Sei tu che decidi come Spendere il tuo Tempo

Quando il boss ti chiede di fermarti ad una riunione serale sei tu che decidi di farlo. Tu, con la massima consapevolezza possibile, decidi di continuare a lavorare piuttosto che andare a casa a giocare con i figli o cenare con la moglie.

Nessuno ti obbliga, sei tu che compi delle scelte.

La vita, puoi determinare di viverla attivamente o di seguirla passivamente, lasciando che qualcun altro decida come vivere il tuo tempo.

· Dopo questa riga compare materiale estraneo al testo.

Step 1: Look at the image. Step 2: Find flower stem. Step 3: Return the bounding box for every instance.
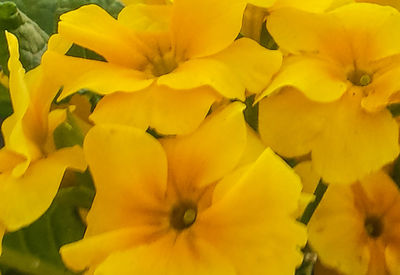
[300,180,328,225]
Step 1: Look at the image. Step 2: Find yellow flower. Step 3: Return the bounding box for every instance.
[43,0,282,134]
[247,0,334,12]
[309,171,400,275]
[240,0,337,41]
[259,3,400,183]
[122,0,173,5]
[61,103,305,275]
[331,0,400,10]
[0,33,86,253]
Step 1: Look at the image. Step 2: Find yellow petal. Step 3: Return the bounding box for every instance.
[161,103,246,190]
[212,38,282,93]
[43,51,153,100]
[118,4,171,32]
[0,223,6,256]
[309,186,369,274]
[0,146,86,231]
[157,58,245,100]
[95,233,236,275]
[84,125,167,235]
[0,147,26,173]
[148,85,219,135]
[356,0,400,10]
[90,90,151,130]
[195,149,306,274]
[171,0,246,58]
[60,228,155,271]
[247,0,279,8]
[312,95,399,183]
[258,56,347,102]
[293,161,321,194]
[58,5,145,68]
[47,33,72,54]
[361,61,400,112]
[267,3,400,63]
[273,0,333,12]
[267,8,336,54]
[259,89,327,157]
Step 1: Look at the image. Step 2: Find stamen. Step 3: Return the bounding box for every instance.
[170,201,197,231]
[360,74,371,86]
[347,70,372,87]
[364,216,383,239]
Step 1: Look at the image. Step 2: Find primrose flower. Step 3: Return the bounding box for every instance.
[61,103,306,275]
[258,3,400,183]
[0,32,86,252]
[331,0,400,10]
[240,0,338,41]
[309,171,400,275]
[44,0,282,134]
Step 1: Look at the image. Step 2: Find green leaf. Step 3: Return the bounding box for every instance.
[0,1,49,73]
[243,95,258,131]
[6,0,123,34]
[53,111,85,149]
[387,103,400,117]
[260,23,279,50]
[0,172,94,275]
[0,84,13,121]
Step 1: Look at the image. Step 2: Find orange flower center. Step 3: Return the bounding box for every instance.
[347,70,372,87]
[151,51,178,76]
[169,201,197,231]
[364,216,383,239]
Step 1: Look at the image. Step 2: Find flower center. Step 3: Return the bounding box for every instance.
[347,70,372,87]
[169,201,197,230]
[151,51,178,76]
[364,216,383,239]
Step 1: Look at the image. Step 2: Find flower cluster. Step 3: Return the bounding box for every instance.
[0,0,400,275]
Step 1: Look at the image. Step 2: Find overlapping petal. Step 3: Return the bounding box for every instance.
[58,5,146,68]
[84,125,167,235]
[171,0,246,58]
[60,227,156,271]
[161,103,246,190]
[95,233,236,275]
[259,88,328,157]
[259,90,399,183]
[258,56,348,102]
[43,51,154,99]
[195,150,306,274]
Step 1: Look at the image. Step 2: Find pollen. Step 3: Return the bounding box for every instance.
[170,201,197,231]
[364,216,383,239]
[347,70,372,87]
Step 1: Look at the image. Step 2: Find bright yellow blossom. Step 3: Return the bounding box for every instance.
[122,0,173,5]
[0,33,86,253]
[309,171,400,275]
[61,103,305,275]
[44,0,282,134]
[240,0,335,41]
[259,3,400,183]
[331,0,400,10]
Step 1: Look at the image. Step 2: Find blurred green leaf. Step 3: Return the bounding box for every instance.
[243,95,258,131]
[387,103,400,117]
[260,20,279,50]
[0,173,94,275]
[5,0,123,34]
[0,84,13,121]
[53,111,85,149]
[0,1,49,73]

In un caso o nell’altro sei tu il responsabile dei tuoi risultati e di ciò che diventi.

Questo è uno dei concetti fulcro tratti dal libro che lessi qualche anno di Stephen Covey: Le 7 Regole per avere successo.

Questo concetto mi ha svegliato di getto come se fossi stato investito da un secco di acqua gelida dopo un Ice Bucket Challenge. Capii che stavo vivendo una vita inefficace ma soprattutto con scelte impersonali. Quelle parole sono uno schiaffo all’ipocrisia.

Spesso e volentieri mi ero nascosto dietro ad un dito. Scaricavo la mia responsabilità giustificando le scelte adducendole a colpe di altri.

Invece siamo noi che scegliamo. E ancor di più, solo se compiamo una scelta consapevole stiamo vivendo pienamente.

 

Prima di fare una cosa o prendere una decisione: Fermati un Attimo. Ragiona.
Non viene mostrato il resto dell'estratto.